Did the May 3 overhang of the Federal Reserve hiking interest rates again have anything to do with a tame policy announcement?
Interest rate movements in India are a function of domestic and external factors. And let me add Indian policy is domestic factor dominant and external factor relevant. The United States is adjusting and these actions are considerably factored into the Indian policy. However, over the last two years one finds that global factors are increasingly becoming relevant.

The domestic factors on the supply side that continue to matter are the infrastructural bottlenecks and impact of the oil shock. At the same time, foodstocks and large forex reserves provide the necessary cushion. Against this, on the demand side, the enormous government borrowing programme and pick-up in the credit growth are positives.

Then what was driving your agenda this time?
Under the circumstances, I think liquidity management was the critical issue. This was done to accommodate credit growth and investment demand as well as the large government borrowing programme. It has to be consistent with the macroeconomic and price stability environment which is triggered through liquidity management, provided that inflationary expectations and the future course of interest rates are stable.
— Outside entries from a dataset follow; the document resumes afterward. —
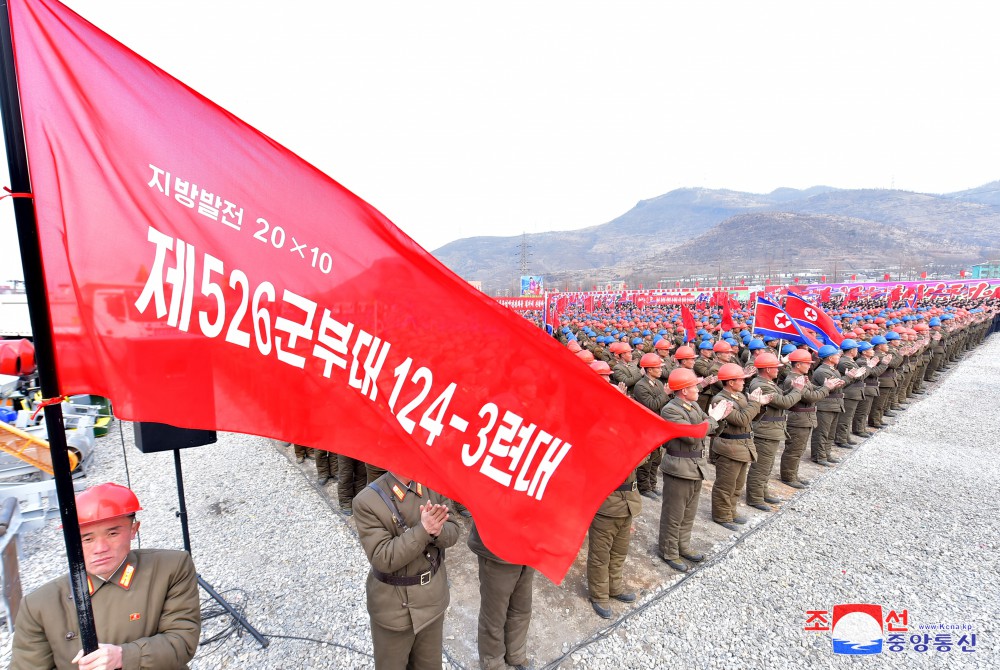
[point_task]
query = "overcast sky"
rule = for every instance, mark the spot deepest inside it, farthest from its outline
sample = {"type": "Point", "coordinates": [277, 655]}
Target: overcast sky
{"type": "Point", "coordinates": [461, 118]}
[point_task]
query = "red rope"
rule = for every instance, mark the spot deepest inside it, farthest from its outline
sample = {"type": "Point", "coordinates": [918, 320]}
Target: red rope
{"type": "Point", "coordinates": [45, 403]}
{"type": "Point", "coordinates": [11, 194]}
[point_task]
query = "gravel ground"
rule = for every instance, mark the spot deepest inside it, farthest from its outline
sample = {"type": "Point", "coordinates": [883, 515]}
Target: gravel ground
{"type": "Point", "coordinates": [907, 521]}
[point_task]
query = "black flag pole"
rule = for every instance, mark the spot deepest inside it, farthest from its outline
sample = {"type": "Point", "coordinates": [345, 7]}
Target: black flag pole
{"type": "Point", "coordinates": [41, 329]}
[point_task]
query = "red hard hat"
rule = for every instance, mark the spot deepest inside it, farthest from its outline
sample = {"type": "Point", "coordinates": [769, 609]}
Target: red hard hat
{"type": "Point", "coordinates": [731, 371]}
{"type": "Point", "coordinates": [684, 352]}
{"type": "Point", "coordinates": [800, 356]}
{"type": "Point", "coordinates": [766, 361]}
{"type": "Point", "coordinates": [681, 378]}
{"type": "Point", "coordinates": [105, 501]}
{"type": "Point", "coordinates": [17, 357]}
{"type": "Point", "coordinates": [619, 348]}
{"type": "Point", "coordinates": [650, 361]}
{"type": "Point", "coordinates": [601, 368]}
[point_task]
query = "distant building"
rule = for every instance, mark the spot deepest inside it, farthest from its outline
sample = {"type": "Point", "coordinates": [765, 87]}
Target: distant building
{"type": "Point", "coordinates": [987, 270]}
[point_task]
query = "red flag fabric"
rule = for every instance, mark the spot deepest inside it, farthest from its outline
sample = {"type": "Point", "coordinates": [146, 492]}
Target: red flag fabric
{"type": "Point", "coordinates": [187, 253]}
{"type": "Point", "coordinates": [852, 295]}
{"type": "Point", "coordinates": [813, 317]}
{"type": "Point", "coordinates": [727, 317]}
{"type": "Point", "coordinates": [894, 296]}
{"type": "Point", "coordinates": [687, 318]}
So much hullabaloo has been made over the need to check capital flows, particularly your speech which created a panic of sorts...
The speech that I gave highlighted an analytical point of view. There is a difference between analysis and policy formulation. I don't see capital flows reversing because they are a function of India's strong economic fundamentals and also the global interest rate environment.The strength of invisibles and remittances, along with the resilience of the external sector should see this situation persist for sometime.
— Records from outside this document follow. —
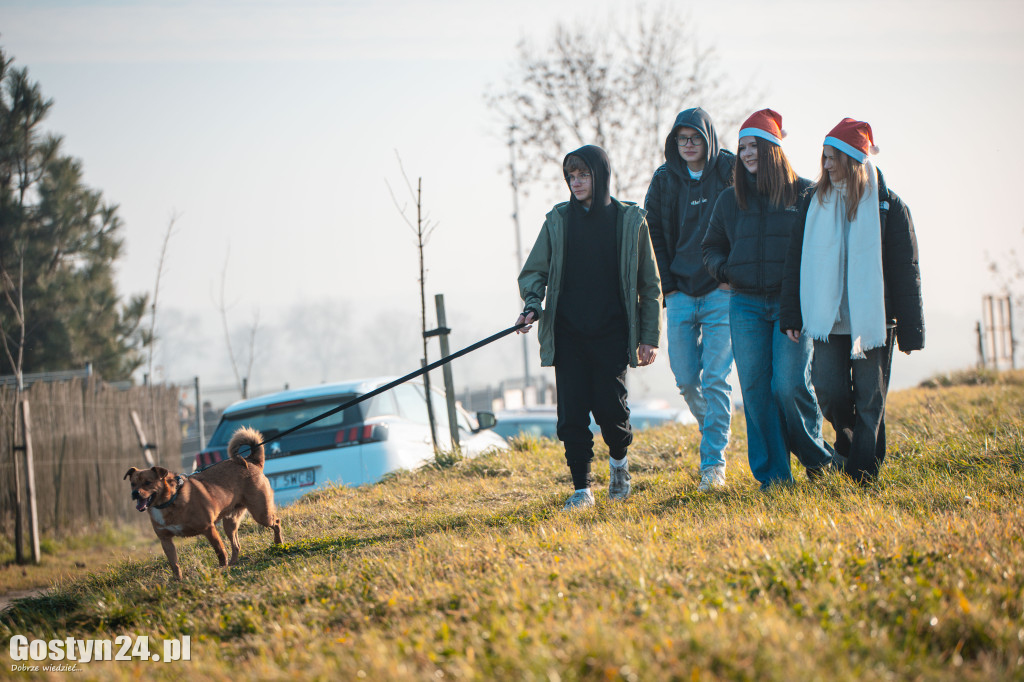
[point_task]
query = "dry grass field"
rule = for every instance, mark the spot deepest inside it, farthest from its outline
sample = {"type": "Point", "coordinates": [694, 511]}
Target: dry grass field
{"type": "Point", "coordinates": [470, 570]}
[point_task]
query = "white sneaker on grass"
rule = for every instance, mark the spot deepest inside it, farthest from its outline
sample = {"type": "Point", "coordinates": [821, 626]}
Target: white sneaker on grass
{"type": "Point", "coordinates": [711, 481]}
{"type": "Point", "coordinates": [580, 500]}
{"type": "Point", "coordinates": [619, 486]}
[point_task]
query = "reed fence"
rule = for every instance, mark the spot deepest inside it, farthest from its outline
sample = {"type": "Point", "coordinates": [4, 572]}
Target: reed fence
{"type": "Point", "coordinates": [83, 441]}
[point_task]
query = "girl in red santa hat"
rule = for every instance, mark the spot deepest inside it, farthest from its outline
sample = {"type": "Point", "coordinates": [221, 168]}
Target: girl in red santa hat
{"type": "Point", "coordinates": [852, 283]}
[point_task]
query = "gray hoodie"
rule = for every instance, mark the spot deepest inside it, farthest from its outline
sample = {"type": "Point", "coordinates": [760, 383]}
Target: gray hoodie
{"type": "Point", "coordinates": [679, 207]}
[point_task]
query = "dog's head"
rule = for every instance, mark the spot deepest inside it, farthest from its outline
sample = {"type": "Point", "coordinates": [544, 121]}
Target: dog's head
{"type": "Point", "coordinates": [151, 485]}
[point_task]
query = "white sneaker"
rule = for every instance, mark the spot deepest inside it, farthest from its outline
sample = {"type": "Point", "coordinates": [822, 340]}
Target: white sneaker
{"type": "Point", "coordinates": [619, 486]}
{"type": "Point", "coordinates": [580, 500]}
{"type": "Point", "coordinates": [710, 481]}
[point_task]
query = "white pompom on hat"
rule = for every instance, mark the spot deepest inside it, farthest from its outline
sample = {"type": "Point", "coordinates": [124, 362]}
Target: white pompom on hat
{"type": "Point", "coordinates": [853, 137]}
{"type": "Point", "coordinates": [765, 124]}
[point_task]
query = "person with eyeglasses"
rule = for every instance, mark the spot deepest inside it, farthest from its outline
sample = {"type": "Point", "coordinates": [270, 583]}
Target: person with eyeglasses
{"type": "Point", "coordinates": [745, 247]}
{"type": "Point", "coordinates": [852, 284]}
{"type": "Point", "coordinates": [679, 203]}
{"type": "Point", "coordinates": [591, 281]}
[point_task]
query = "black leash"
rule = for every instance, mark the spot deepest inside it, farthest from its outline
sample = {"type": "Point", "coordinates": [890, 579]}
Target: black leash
{"type": "Point", "coordinates": [401, 380]}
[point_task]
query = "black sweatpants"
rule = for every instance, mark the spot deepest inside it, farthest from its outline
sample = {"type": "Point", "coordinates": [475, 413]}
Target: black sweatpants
{"type": "Point", "coordinates": [852, 395]}
{"type": "Point", "coordinates": [590, 377]}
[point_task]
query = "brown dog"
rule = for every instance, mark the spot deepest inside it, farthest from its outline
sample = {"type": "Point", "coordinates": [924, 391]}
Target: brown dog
{"type": "Point", "coordinates": [186, 507]}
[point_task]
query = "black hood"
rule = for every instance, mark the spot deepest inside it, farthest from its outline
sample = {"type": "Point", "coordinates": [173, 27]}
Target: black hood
{"type": "Point", "coordinates": [699, 121]}
{"type": "Point", "coordinates": [600, 173]}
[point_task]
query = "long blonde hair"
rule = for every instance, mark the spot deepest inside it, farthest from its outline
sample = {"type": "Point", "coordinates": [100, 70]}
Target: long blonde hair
{"type": "Point", "coordinates": [855, 176]}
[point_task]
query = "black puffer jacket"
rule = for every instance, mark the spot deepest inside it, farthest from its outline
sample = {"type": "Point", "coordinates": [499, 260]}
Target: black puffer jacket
{"type": "Point", "coordinates": [900, 271]}
{"type": "Point", "coordinates": [747, 249]}
{"type": "Point", "coordinates": [679, 208]}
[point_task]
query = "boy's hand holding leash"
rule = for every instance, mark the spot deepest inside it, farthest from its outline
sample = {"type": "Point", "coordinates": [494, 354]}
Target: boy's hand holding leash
{"type": "Point", "coordinates": [527, 320]}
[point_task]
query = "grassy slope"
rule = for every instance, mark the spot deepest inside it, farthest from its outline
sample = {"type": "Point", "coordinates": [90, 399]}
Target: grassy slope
{"type": "Point", "coordinates": [471, 571]}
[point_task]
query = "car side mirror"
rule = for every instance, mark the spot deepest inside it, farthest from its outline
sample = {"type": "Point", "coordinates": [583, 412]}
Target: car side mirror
{"type": "Point", "coordinates": [486, 420]}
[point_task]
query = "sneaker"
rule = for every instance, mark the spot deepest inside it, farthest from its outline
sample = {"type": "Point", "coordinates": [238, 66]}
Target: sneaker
{"type": "Point", "coordinates": [619, 486]}
{"type": "Point", "coordinates": [710, 481]}
{"type": "Point", "coordinates": [580, 500]}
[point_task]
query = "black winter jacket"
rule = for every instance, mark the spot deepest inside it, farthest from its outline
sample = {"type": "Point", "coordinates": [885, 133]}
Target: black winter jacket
{"type": "Point", "coordinates": [747, 249]}
{"type": "Point", "coordinates": [679, 208]}
{"type": "Point", "coordinates": [900, 271]}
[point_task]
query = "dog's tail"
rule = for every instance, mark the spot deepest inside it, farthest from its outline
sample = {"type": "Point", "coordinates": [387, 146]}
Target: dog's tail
{"type": "Point", "coordinates": [246, 446]}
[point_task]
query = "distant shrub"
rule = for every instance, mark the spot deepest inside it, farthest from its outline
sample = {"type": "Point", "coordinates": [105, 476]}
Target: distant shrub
{"type": "Point", "coordinates": [971, 377]}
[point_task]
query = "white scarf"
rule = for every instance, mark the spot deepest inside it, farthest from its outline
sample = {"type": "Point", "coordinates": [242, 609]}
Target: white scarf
{"type": "Point", "coordinates": [828, 261]}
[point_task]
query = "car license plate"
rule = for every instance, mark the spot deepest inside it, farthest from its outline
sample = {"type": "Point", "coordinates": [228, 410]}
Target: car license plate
{"type": "Point", "coordinates": [300, 478]}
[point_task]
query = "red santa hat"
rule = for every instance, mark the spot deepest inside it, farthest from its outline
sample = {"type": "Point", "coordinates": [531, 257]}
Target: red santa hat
{"type": "Point", "coordinates": [853, 137]}
{"type": "Point", "coordinates": [765, 124]}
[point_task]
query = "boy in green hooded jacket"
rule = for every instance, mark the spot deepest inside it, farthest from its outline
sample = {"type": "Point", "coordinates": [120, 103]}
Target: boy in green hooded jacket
{"type": "Point", "coordinates": [594, 267]}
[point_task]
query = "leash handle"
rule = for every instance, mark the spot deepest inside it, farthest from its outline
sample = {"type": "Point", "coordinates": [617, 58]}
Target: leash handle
{"type": "Point", "coordinates": [400, 380]}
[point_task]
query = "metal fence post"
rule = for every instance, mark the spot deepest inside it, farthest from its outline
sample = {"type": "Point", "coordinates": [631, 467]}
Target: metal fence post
{"type": "Point", "coordinates": [200, 420]}
{"type": "Point", "coordinates": [443, 332]}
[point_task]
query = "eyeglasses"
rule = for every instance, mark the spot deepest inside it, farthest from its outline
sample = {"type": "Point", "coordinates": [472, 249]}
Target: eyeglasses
{"type": "Point", "coordinates": [695, 140]}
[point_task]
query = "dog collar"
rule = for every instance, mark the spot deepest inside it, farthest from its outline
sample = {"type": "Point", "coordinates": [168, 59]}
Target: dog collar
{"type": "Point", "coordinates": [180, 480]}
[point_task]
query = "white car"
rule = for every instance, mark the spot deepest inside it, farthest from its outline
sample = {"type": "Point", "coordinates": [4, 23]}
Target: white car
{"type": "Point", "coordinates": [357, 445]}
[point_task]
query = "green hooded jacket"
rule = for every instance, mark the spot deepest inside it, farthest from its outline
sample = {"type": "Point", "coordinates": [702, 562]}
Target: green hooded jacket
{"type": "Point", "coordinates": [640, 285]}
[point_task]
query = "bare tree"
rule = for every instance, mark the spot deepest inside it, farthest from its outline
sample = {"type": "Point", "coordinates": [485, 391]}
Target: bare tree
{"type": "Point", "coordinates": [423, 228]}
{"type": "Point", "coordinates": [1008, 271]}
{"type": "Point", "coordinates": [241, 379]}
{"type": "Point", "coordinates": [614, 84]}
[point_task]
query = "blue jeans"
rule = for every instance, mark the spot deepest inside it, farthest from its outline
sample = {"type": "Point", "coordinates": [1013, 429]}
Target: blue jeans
{"type": "Point", "coordinates": [700, 356]}
{"type": "Point", "coordinates": [781, 410]}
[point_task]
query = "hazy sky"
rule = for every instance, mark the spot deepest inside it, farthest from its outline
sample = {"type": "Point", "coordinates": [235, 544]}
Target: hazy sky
{"type": "Point", "coordinates": [271, 127]}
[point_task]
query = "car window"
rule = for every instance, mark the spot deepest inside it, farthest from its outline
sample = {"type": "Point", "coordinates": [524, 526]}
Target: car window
{"type": "Point", "coordinates": [463, 420]}
{"type": "Point", "coordinates": [411, 403]}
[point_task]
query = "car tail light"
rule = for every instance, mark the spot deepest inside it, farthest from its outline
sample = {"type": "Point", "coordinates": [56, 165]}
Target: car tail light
{"type": "Point", "coordinates": [208, 458]}
{"type": "Point", "coordinates": [360, 433]}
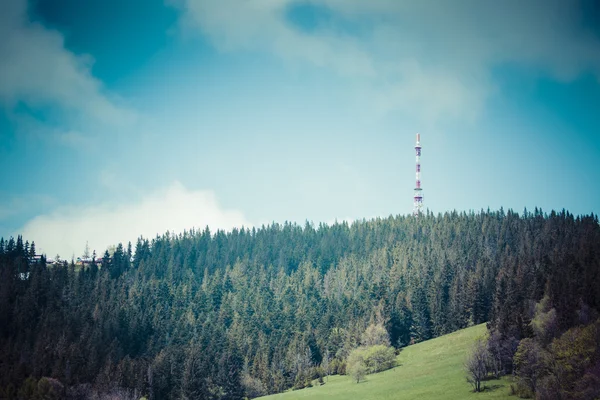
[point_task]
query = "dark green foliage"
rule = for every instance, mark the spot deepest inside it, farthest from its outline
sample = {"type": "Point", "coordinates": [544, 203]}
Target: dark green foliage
{"type": "Point", "coordinates": [185, 314]}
We have seen one of the longest bull runs in Indian stock market history, do you see the equity cult tapering now to be replaced with an appetite for debt?
I cannot predict what will happen. What I can say, however is that gradually a major turn in interest rates has begun to take place in the US and other parts of the world and the transition has been extremely smooth. In fact the system has absorbed this very well. I would think there is no need to fear instability, either in the equity or debt market. Overall, we seem to have absorbed global risk -whether it is currency, interest rates or oil. It shows off our inherent strength as an economy. My observations are based on considerable analysis and that is why I am optimistic.

Coming up is the Indian Millennium Deposit redemption, I think the figure is in the vicinity of $7 billion. Do you see a blip on your radar?
Oh no, there are plenty of reserves and our liquidity management has been exemplary. We have sufficient expertise, will and skill in management of such events. Remember that we tackled a similar exercise in the Resurgent Indian Bonds episode which was to the tune of $5.5 billion. This is a different age that we live in. The Indian economy has matured like old wine.